De forma resumida, dois princípios básicos parecem permear o conceito fundamental de um sistema prático de administração de um setor como o das artes. O primeiro e principal consideraria a prioridade do conteúdo sobre a forma, em que a gestão nem é parte do conteúdo nem da forma, mas sim um conjunto de habilidades e ferramentas instrumentais que fornecem um quadro funcional para as atividades artísticas. O segundo, por sua vez, é de que o todo é mais do que a soma de suas partes, servindo como um guia para se entender que a criação artística é algo mais amplo que o usual, não sendo normalmente acessível para a investigação analítica e a construção geralmente utilizada nos modelos tradicionais de administração e gestão de negócios (BENDIXEN, 2010)

No setor artístico, ao administrador cultural caberia o papel de atuar como um artesão, procurando exercer sua atividade de maneira a encontrar soluções para os problemas práticos, fazendo uso de uma comunicação permanente entre o pensar e agir, a qual muitas vezes leva ao emprego do princípio de tentativa e erro, não constituindo essa sua única alternativa A proposta é a de manter a atividade artística, não desperdiçando possibilidades criativas, o que poderia ocasionar o desgaste pessoal daquelas pessoas envolvidas e comprometidas com a aventura artística. Ao fazê-lo, pode-se considerar que se está contribuindo para evitar o desperdício da oportunidade de apoiar o fazer cultural (CARREIRA, 2002; BENDIXEN, 2010).

Considerando-se esses aspectos relacionados com a administração artística, observa-se que esta difere das organizações comerciais, em especial quanto à questão de se priorizar o conteúdo sobre a forma, o que resulta na necessidade de lidar com o conflito entre a eficiência econômica e a criatividade artística.

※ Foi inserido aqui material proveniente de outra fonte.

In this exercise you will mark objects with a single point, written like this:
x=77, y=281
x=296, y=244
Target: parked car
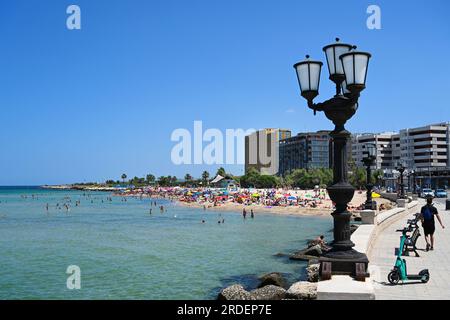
x=441, y=193
x=426, y=192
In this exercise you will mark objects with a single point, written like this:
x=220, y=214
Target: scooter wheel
x=393, y=277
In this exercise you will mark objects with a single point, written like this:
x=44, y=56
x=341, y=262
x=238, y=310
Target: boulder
x=235, y=292
x=315, y=250
x=269, y=292
x=274, y=278
x=302, y=290
x=312, y=272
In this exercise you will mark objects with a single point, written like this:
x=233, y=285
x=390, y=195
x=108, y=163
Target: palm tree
x=187, y=178
x=150, y=178
x=205, y=176
x=221, y=172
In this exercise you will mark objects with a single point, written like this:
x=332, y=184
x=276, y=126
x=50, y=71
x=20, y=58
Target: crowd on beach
x=265, y=198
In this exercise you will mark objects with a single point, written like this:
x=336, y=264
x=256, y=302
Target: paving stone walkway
x=436, y=261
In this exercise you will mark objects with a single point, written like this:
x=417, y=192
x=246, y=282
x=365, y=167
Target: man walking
x=427, y=214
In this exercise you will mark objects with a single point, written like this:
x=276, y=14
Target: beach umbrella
x=278, y=196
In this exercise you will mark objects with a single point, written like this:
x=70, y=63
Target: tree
x=187, y=179
x=150, y=178
x=205, y=176
x=358, y=178
x=221, y=171
x=163, y=181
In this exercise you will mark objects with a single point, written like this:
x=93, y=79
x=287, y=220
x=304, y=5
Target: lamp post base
x=372, y=205
x=348, y=262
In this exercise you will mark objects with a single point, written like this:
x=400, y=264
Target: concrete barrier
x=368, y=216
x=345, y=287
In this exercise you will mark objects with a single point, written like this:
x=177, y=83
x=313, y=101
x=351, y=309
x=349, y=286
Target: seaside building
x=424, y=151
x=305, y=151
x=383, y=147
x=262, y=150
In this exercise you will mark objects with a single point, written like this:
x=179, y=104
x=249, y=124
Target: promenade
x=437, y=261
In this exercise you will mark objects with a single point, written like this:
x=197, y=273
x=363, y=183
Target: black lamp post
x=401, y=168
x=348, y=70
x=369, y=160
x=413, y=173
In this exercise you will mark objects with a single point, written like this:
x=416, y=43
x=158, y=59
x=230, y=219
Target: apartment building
x=305, y=151
x=262, y=150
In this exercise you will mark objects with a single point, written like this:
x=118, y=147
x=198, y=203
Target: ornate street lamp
x=369, y=160
x=401, y=168
x=342, y=258
x=413, y=173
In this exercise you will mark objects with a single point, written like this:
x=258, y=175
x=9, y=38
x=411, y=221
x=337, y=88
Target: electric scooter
x=400, y=272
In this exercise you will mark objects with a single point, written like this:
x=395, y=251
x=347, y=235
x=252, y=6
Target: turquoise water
x=126, y=253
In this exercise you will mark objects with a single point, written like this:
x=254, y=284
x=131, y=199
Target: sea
x=109, y=248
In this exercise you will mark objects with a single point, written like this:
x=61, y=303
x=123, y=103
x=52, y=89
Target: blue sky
x=90, y=104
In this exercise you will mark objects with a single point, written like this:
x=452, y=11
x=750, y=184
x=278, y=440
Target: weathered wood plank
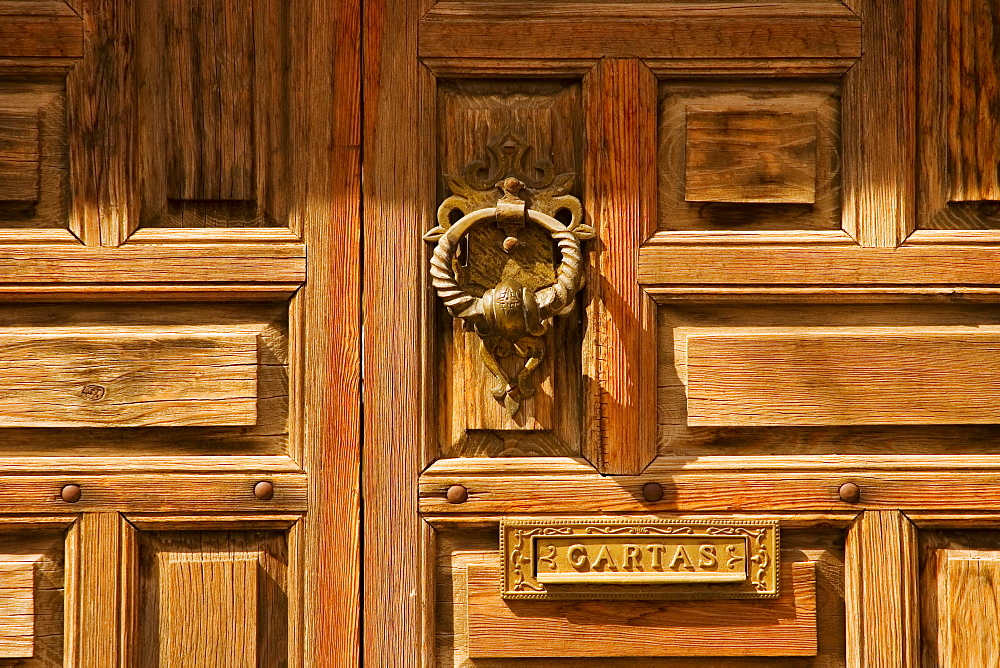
x=620, y=101
x=880, y=590
x=139, y=377
x=840, y=375
x=44, y=29
x=17, y=610
x=154, y=492
x=646, y=30
x=879, y=126
x=147, y=263
x=750, y=155
x=665, y=263
x=526, y=629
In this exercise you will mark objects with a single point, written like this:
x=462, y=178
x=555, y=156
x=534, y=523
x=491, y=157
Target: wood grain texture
x=106, y=548
x=959, y=162
x=148, y=263
x=738, y=484
x=773, y=310
x=398, y=203
x=214, y=118
x=747, y=164
x=113, y=378
x=748, y=156
x=646, y=30
x=17, y=610
x=784, y=627
x=33, y=590
x=101, y=126
x=620, y=102
x=959, y=607
x=19, y=157
x=840, y=375
x=154, y=493
x=663, y=264
x=883, y=624
x=81, y=326
x=43, y=29
x=34, y=167
x=973, y=100
x=879, y=126
x=326, y=42
x=212, y=598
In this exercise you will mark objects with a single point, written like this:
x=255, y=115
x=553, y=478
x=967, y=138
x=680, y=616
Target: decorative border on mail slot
x=588, y=558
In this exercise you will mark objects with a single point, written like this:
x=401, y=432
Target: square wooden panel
x=749, y=156
x=33, y=157
x=213, y=125
x=213, y=598
x=32, y=591
x=959, y=597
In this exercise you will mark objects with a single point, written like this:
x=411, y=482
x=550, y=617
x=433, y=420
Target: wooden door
x=179, y=399
x=790, y=319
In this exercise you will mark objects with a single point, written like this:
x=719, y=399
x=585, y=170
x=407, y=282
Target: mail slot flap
x=128, y=376
x=775, y=376
x=525, y=628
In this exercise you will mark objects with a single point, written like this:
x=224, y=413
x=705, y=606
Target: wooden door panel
x=163, y=167
x=789, y=313
x=477, y=627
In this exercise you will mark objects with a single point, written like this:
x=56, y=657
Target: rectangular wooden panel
x=758, y=376
x=649, y=30
x=972, y=637
x=128, y=377
x=212, y=113
x=620, y=103
x=209, y=73
x=208, y=614
x=744, y=156
x=785, y=626
x=17, y=610
x=973, y=45
x=19, y=156
x=41, y=29
x=750, y=156
x=213, y=598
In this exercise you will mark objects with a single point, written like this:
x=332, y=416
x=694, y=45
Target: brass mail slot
x=639, y=558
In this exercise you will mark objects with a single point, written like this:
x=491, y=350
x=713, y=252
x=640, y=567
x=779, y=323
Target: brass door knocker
x=510, y=318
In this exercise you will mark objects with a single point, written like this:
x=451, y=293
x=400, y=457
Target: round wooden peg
x=457, y=494
x=263, y=490
x=850, y=492
x=652, y=491
x=70, y=493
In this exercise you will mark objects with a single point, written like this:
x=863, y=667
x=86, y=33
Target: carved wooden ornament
x=509, y=317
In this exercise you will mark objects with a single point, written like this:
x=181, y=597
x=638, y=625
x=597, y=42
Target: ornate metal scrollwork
x=510, y=318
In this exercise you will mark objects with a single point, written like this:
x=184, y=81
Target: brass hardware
x=510, y=318
x=850, y=492
x=608, y=557
x=263, y=490
x=70, y=493
x=652, y=491
x=457, y=494
x=93, y=392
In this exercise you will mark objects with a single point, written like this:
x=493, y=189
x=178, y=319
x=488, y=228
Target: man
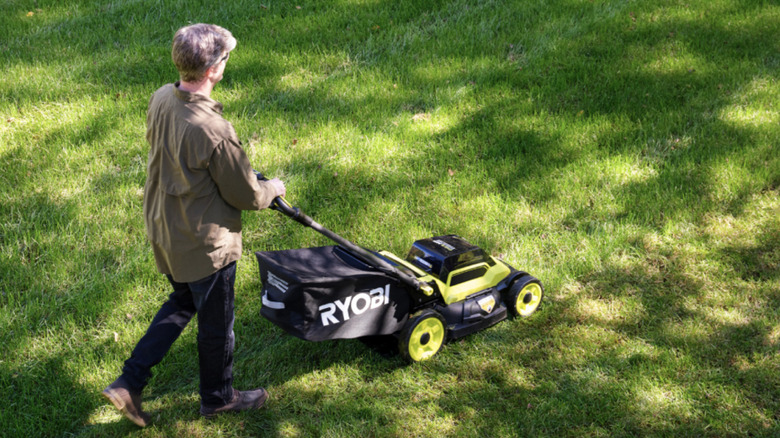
x=199, y=179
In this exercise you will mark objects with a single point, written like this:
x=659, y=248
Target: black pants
x=212, y=300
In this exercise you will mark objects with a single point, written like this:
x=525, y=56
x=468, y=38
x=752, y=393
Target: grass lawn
x=625, y=152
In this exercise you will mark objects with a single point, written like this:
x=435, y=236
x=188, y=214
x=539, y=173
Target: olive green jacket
x=198, y=181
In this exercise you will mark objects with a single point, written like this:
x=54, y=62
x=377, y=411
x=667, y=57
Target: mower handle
x=281, y=205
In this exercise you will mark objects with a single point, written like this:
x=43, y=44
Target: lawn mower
x=444, y=289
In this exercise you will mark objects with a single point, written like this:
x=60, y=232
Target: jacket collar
x=196, y=98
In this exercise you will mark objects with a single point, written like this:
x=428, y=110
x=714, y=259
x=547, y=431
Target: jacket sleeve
x=230, y=168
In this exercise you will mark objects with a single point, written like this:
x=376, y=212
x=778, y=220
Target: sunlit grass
x=622, y=152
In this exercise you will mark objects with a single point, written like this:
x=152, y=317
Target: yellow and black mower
x=444, y=289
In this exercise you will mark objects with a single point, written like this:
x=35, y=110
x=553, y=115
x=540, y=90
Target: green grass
x=624, y=152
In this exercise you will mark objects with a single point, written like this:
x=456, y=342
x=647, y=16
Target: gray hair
x=199, y=46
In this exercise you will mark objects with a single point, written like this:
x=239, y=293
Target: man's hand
x=279, y=186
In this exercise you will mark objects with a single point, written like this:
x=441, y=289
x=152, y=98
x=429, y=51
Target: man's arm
x=230, y=168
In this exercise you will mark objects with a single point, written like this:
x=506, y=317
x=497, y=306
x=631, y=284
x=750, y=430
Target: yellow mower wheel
x=525, y=296
x=423, y=336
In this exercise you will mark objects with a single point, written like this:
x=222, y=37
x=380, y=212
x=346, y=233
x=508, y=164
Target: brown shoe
x=242, y=400
x=127, y=401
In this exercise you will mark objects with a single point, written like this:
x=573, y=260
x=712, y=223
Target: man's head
x=198, y=47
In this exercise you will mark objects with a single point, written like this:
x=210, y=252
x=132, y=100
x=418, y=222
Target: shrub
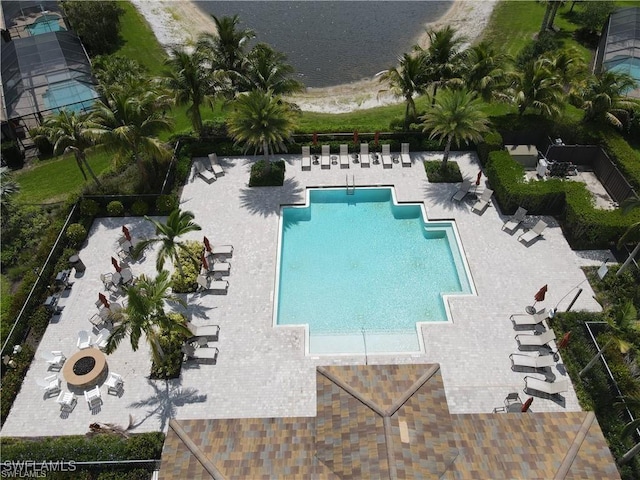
x=115, y=208
x=435, y=173
x=139, y=208
x=267, y=174
x=76, y=233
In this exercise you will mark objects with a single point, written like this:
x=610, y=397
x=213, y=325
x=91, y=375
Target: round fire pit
x=85, y=368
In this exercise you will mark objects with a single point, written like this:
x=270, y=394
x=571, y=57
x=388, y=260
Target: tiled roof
x=388, y=421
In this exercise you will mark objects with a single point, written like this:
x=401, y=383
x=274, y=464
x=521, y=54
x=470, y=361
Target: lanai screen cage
x=620, y=45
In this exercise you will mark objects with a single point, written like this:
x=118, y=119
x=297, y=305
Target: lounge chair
x=518, y=217
x=532, y=384
x=215, y=166
x=530, y=340
x=201, y=171
x=387, y=162
x=325, y=158
x=364, y=155
x=404, y=155
x=84, y=340
x=50, y=384
x=535, y=232
x=531, y=361
x=483, y=202
x=344, y=156
x=306, y=158
x=114, y=384
x=463, y=189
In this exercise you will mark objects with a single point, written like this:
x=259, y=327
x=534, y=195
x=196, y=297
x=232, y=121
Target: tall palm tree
x=145, y=315
x=190, y=82
x=603, y=97
x=266, y=69
x=69, y=132
x=178, y=223
x=538, y=87
x=455, y=117
x=407, y=80
x=261, y=121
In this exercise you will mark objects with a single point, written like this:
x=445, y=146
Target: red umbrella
x=114, y=262
x=104, y=300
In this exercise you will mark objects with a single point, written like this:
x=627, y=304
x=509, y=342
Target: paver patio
x=262, y=371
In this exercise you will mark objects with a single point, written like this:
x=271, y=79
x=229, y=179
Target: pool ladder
x=351, y=189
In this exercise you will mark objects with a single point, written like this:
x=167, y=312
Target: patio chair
x=534, y=233
x=364, y=155
x=387, y=162
x=532, y=385
x=84, y=340
x=404, y=155
x=512, y=224
x=483, y=202
x=50, y=384
x=217, y=170
x=306, y=158
x=114, y=384
x=54, y=358
x=93, y=397
x=67, y=401
x=325, y=158
x=344, y=156
x=463, y=189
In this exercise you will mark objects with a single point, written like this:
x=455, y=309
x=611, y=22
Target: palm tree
x=603, y=97
x=261, y=121
x=455, y=117
x=69, y=132
x=266, y=69
x=145, y=314
x=190, y=83
x=407, y=80
x=632, y=233
x=178, y=223
x=538, y=87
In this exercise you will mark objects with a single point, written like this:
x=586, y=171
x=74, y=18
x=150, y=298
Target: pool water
x=357, y=266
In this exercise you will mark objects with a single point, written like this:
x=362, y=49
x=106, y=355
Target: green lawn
x=54, y=180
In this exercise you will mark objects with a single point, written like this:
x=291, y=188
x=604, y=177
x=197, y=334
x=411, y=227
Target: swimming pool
x=361, y=271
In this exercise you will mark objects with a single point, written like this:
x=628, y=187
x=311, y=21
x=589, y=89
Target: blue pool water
x=361, y=265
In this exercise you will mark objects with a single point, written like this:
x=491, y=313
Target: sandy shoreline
x=179, y=22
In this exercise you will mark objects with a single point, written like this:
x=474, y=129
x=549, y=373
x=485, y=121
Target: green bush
x=76, y=233
x=435, y=173
x=139, y=208
x=115, y=208
x=267, y=174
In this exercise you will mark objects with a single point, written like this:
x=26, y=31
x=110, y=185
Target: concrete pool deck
x=262, y=371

Esse tipo de tensão é bastante natural e comum, já que provavelmente nenhuma atividade artística pode ser realizada sob as condições de um paraíso financeiro, no qual o artista não dá nenhuma atenção para a escassez de recursos financeiros. É possível observar, por exemplo, que muitos grupos que decidem viver exclusivamente da renda obtida com o trabalho teatral se deparam com a realidade e as adversidades de um mercado de trabalho restrito que os obriga a optar por modalidades espetaculares que os desvirtuam de suas pretensões iniciais, como o teatro para crianças, comédias ou espetáculos institucionais, propostas aceitas pelo mercado de consumo e empregadas

como forma de garantir a sua sobrevivência. O cotidiano acaba por impor adaptações consideradas inesperadas, resultado de um equilíbrio difícil de ser mantido (CARREIRA, 2002; BENDIXEN, 2010).